Voor wie sta ik hier? Voor wie staan wij hier? Dat is de vraag die ik mijzelf stel nu ik hier voor het eerst namens de ChristenUnie het woord mag voeren. Twee weken geleden werd ik beëdigd als Kamerlid en vandaag mag ik hier al staan, op een voor mij speciale dag. Op 15 maart 2007 werd ik beëdigd als lid van Provinciale Staten in Groningen. Vandaag, op de dag af tien jaar en acht maanden later, is mijn opvolger beëdigd, vanochtend. Daarmee is ook een eind gekomen aan mijn Statenlidmaatschap daar. Het afscheid schiet er nu eventjes bij in, maar als de Kameragenda dat toelaat — dat heb ik deze week al geleerd — dan komt het er hopelijk nog een keertje van.

Toen ik in 2007 Statenlid werd, wilde ik mijn verantwoordelijkheid in de samenleving oppakken. Ik besef nu dat dit wel heel grote woorden waren voor de rechtenstudent die ik toen was. Maar toch, zo ervoer ik het. Als ik nu op die periode terugkijk, dan komen mij vooral de mensen voor ogen voor wie ik er mocht staan. Ik denk dan aan de ouders die een jeugdzorgaanbieder wilden kiezen die het beste bij hun kind en hun opvoeding paste, en aan de bewoners die wilden delen in de opbrengsten van windmolens vlak bij hun in de buurt. Ik denk aan de uitgeprocedeerde asielzoekers uit Irak die uit protest wekenlang een tentenkamp opsloegen in Ter Apel, maar waar geen stromend water was en aan de vluchtelingen uit Syrië die met alles wat ze nog mee konden nemen een heel eind langs de aardappelvelden moesten lopen, voordat ze bij het aanmeldcentrum in Ter Apel aankwamen. Ze kunnen nu met de bus. Ik denk ook aan de boeren die ruimte wilden om hun bedrijf verder te ontwikkelen, in ruil voor investeringen in duurzaamheid, aan de voedselbanken die het eten gekoeld wilden transporteren en grote voedseltuinen wilden opzetten in de provincie en aan de scholieren die nu met korting naar de school van hun keuze kunnen reizen.

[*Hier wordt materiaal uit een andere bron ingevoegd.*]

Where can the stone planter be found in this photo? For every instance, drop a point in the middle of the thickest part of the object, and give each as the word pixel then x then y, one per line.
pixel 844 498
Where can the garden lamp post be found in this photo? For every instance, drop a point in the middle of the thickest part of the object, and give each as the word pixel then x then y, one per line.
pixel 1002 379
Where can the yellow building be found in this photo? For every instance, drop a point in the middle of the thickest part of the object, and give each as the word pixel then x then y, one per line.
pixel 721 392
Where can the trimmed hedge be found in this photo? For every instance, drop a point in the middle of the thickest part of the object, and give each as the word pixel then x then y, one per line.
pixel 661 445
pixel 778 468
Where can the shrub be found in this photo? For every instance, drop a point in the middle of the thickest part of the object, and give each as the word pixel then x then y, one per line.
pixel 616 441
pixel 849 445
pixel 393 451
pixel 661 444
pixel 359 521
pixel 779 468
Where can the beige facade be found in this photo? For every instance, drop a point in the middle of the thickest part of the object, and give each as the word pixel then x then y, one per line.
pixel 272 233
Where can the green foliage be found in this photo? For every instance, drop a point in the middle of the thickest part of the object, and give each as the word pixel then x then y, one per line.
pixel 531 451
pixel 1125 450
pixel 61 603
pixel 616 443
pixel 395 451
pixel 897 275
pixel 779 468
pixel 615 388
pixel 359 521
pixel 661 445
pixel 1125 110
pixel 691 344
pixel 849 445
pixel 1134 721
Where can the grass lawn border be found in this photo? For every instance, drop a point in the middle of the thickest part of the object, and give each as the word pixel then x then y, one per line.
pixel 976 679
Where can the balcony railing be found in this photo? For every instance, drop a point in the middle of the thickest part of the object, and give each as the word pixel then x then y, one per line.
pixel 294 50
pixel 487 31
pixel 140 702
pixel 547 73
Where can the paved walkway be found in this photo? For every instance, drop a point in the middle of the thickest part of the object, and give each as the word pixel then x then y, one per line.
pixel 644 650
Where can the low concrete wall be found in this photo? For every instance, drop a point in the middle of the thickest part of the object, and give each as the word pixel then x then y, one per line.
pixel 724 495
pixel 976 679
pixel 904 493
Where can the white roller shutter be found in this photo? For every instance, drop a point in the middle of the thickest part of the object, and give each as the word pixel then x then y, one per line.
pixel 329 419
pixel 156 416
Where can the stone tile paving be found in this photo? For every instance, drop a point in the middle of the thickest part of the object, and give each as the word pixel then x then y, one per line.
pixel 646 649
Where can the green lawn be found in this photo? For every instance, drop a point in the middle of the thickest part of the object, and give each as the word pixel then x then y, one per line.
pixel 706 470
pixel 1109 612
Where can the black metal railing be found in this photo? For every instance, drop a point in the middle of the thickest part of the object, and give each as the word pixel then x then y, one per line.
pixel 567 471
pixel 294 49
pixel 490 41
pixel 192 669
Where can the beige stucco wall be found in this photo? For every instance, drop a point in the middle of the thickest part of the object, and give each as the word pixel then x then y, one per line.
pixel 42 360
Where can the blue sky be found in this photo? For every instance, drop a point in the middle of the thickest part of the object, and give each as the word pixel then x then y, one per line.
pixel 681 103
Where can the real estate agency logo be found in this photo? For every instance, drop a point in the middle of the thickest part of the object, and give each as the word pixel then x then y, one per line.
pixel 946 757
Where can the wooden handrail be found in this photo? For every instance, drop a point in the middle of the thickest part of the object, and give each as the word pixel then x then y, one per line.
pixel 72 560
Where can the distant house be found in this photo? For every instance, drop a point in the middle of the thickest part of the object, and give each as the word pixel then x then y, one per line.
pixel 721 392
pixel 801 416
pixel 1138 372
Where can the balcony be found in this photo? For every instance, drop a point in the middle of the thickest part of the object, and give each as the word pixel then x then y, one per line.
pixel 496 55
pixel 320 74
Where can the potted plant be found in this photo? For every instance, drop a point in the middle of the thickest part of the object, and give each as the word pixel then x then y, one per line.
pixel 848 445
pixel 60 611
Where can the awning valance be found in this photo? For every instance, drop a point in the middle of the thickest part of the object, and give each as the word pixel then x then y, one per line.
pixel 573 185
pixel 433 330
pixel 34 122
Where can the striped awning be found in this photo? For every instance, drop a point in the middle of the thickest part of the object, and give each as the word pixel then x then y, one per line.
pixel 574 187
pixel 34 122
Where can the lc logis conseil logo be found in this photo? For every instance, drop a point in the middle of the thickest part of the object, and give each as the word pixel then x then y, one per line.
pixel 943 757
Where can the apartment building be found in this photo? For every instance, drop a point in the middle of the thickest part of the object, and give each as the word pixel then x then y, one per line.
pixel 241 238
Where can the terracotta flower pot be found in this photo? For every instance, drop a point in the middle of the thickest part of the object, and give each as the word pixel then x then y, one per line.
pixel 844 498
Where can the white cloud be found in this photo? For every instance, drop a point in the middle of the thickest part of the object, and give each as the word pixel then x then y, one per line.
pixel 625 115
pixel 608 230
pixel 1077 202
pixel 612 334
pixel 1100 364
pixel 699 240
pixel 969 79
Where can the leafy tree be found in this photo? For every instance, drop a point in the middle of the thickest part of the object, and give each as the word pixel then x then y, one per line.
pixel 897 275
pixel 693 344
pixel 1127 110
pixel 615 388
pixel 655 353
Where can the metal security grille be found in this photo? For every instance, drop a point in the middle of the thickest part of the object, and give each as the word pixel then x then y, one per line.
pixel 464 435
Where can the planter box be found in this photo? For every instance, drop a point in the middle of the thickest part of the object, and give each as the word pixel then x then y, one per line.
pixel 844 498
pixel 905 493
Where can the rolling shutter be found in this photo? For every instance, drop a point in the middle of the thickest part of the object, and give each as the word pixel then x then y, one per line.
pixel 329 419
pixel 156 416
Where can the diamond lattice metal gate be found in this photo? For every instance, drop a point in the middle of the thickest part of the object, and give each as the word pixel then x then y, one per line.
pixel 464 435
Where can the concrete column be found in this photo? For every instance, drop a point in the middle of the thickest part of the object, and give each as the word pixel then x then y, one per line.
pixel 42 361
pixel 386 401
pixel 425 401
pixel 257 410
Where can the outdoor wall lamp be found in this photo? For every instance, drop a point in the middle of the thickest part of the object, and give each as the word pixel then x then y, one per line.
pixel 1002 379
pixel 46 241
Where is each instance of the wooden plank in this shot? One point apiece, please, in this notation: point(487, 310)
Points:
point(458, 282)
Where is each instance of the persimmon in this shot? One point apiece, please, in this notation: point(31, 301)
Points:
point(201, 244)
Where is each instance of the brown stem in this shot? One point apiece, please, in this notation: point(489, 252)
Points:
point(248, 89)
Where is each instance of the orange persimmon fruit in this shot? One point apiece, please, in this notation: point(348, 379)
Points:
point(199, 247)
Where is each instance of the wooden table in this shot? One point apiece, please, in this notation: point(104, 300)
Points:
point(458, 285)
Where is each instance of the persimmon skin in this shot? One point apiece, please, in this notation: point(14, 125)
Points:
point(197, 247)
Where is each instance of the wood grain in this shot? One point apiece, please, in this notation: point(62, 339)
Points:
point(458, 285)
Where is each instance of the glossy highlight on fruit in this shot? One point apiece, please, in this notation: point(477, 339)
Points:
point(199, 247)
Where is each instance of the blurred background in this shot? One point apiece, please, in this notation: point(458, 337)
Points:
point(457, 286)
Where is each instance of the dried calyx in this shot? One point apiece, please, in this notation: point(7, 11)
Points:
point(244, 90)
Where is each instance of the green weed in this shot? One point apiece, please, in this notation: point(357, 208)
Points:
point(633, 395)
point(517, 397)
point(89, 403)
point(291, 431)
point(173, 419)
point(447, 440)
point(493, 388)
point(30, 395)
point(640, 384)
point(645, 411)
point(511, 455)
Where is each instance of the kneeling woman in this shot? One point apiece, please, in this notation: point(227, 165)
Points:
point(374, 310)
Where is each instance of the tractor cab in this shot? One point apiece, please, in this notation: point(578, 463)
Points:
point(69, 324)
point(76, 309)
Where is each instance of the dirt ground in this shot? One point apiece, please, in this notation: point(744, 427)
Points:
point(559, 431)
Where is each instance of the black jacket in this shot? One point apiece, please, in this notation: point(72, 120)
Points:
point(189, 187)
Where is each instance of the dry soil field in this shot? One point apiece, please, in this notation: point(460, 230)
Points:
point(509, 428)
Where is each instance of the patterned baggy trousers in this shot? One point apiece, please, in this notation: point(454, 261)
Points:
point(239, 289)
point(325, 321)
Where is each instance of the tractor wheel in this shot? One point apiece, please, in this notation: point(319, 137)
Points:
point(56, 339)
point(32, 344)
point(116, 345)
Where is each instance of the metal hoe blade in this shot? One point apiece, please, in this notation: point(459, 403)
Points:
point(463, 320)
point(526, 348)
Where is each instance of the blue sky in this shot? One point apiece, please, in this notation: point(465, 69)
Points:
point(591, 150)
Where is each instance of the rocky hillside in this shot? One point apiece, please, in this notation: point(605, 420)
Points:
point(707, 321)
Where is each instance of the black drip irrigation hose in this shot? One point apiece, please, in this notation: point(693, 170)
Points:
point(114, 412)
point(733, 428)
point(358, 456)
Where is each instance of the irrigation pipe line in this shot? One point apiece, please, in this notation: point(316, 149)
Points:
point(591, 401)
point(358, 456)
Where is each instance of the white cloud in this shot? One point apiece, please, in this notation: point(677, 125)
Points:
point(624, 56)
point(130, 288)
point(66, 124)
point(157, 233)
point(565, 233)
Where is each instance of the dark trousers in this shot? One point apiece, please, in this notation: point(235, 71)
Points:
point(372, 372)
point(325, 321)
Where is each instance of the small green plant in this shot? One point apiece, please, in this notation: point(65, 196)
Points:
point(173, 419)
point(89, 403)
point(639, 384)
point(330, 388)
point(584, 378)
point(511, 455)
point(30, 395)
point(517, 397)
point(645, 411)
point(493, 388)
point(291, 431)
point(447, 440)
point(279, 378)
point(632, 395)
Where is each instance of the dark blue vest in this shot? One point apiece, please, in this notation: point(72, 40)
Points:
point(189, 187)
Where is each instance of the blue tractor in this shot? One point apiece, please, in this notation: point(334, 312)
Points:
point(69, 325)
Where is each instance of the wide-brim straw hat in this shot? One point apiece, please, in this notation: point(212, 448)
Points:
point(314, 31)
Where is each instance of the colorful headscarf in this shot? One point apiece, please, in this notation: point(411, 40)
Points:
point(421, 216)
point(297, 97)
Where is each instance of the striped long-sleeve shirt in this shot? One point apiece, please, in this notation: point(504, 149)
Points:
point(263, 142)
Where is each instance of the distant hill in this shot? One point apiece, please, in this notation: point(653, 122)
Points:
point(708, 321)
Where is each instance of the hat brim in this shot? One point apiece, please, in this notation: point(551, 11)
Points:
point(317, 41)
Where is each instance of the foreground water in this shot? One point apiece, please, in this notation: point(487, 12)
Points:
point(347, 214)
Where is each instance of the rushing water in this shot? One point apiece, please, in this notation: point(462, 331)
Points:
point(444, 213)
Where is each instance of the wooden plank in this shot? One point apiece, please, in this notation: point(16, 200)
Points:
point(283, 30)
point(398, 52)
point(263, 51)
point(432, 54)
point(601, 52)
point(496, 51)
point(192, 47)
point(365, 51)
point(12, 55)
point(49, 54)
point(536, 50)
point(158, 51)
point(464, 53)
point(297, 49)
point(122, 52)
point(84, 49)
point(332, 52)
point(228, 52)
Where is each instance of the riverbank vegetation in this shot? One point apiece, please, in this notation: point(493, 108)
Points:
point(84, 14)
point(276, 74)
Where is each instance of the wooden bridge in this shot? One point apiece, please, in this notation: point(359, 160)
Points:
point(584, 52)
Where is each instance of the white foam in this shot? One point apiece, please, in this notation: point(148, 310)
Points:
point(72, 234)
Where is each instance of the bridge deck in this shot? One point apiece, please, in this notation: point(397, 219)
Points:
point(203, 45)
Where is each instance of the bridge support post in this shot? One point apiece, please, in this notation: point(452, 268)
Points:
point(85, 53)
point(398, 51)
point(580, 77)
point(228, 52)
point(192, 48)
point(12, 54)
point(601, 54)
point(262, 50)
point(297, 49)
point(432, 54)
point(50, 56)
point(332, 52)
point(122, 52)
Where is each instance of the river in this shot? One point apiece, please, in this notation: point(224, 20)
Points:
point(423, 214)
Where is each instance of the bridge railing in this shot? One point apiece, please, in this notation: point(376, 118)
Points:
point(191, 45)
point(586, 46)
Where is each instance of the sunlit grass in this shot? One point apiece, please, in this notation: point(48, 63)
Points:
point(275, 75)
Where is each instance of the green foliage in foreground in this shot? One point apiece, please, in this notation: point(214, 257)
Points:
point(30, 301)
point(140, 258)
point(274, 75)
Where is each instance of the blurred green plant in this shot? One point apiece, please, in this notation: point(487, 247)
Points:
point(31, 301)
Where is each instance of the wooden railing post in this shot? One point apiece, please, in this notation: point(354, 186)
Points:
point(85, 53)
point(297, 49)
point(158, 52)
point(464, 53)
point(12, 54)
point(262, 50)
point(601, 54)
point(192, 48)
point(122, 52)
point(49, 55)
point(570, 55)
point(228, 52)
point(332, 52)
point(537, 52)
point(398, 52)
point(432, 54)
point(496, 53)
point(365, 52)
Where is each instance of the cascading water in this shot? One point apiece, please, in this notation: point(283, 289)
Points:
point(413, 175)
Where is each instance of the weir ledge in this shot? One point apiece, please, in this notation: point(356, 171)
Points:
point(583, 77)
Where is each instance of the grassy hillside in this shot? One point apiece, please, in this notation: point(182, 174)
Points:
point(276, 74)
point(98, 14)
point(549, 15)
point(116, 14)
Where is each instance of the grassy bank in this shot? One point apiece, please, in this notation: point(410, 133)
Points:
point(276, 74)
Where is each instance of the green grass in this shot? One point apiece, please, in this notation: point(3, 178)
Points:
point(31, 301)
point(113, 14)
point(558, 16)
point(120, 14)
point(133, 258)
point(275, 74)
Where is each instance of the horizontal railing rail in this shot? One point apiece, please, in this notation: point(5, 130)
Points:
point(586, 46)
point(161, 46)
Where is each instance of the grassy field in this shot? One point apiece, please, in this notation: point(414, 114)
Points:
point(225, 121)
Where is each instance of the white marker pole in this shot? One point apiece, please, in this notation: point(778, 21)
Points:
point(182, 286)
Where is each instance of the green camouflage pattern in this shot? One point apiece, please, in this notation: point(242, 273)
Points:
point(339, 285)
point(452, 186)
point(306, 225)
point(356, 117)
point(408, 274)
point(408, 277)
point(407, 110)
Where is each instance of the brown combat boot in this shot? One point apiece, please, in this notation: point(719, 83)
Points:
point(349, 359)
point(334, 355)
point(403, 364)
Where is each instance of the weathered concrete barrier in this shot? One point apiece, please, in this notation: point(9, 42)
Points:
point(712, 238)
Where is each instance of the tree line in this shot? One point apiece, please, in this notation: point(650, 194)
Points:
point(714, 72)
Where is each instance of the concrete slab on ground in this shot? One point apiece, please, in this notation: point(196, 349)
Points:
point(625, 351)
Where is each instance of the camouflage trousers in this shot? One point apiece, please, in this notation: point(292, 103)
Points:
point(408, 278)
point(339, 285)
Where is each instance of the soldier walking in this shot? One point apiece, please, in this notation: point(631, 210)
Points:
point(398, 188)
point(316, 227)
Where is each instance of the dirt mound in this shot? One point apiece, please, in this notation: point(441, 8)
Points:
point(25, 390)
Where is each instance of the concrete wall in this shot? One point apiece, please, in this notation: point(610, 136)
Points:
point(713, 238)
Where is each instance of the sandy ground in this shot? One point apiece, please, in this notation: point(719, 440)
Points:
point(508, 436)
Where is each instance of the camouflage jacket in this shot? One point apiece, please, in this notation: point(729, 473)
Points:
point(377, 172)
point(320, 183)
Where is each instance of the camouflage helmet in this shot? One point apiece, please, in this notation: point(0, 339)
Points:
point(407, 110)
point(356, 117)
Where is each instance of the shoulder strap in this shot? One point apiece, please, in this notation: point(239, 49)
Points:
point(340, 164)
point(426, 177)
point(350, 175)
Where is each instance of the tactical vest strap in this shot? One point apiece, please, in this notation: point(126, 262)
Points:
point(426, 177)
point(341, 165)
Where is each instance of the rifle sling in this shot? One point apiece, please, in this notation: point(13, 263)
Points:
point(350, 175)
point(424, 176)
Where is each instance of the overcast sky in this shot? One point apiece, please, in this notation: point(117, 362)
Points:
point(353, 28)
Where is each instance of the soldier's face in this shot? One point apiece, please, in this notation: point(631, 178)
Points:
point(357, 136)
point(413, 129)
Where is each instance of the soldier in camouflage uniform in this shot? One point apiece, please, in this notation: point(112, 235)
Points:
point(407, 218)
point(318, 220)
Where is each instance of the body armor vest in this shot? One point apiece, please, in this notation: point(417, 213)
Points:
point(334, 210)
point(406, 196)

Als ik terugkijk op die periode in Groningen, dan was de aardbeving in Huizinge in 2012 als gevolg van de gaswinning, de zwaarste aardbeving tot nu toe, een keerpunt. Veel mensen zijn de wanhoop nabij. Ze voelen zich onveilig, hebben een groot gevoel van onmacht en weten niet meer waar ze het moeten zoeken. Ze hebben het vertrouwen in de overheid verloren. Daar ligt de opdracht voor de overheid, om te werken aan het herstel van vertrouwen en om mensen weer perspectief te geven. Ik ben bij veel van deze mensen thuis geweest en ik heb hun verhalen gehoord. Toen heb ik pas echt ervaren wat het betekent om volksvertegenwoordiger te zijn: om naast de mensen te staan en om te streven naar recht als er onrecht plaatsvindt. Dat is de drijfveer die ik meeneem naar de Tweede Kamer en ik zie uit naar de samenwerking met u allen.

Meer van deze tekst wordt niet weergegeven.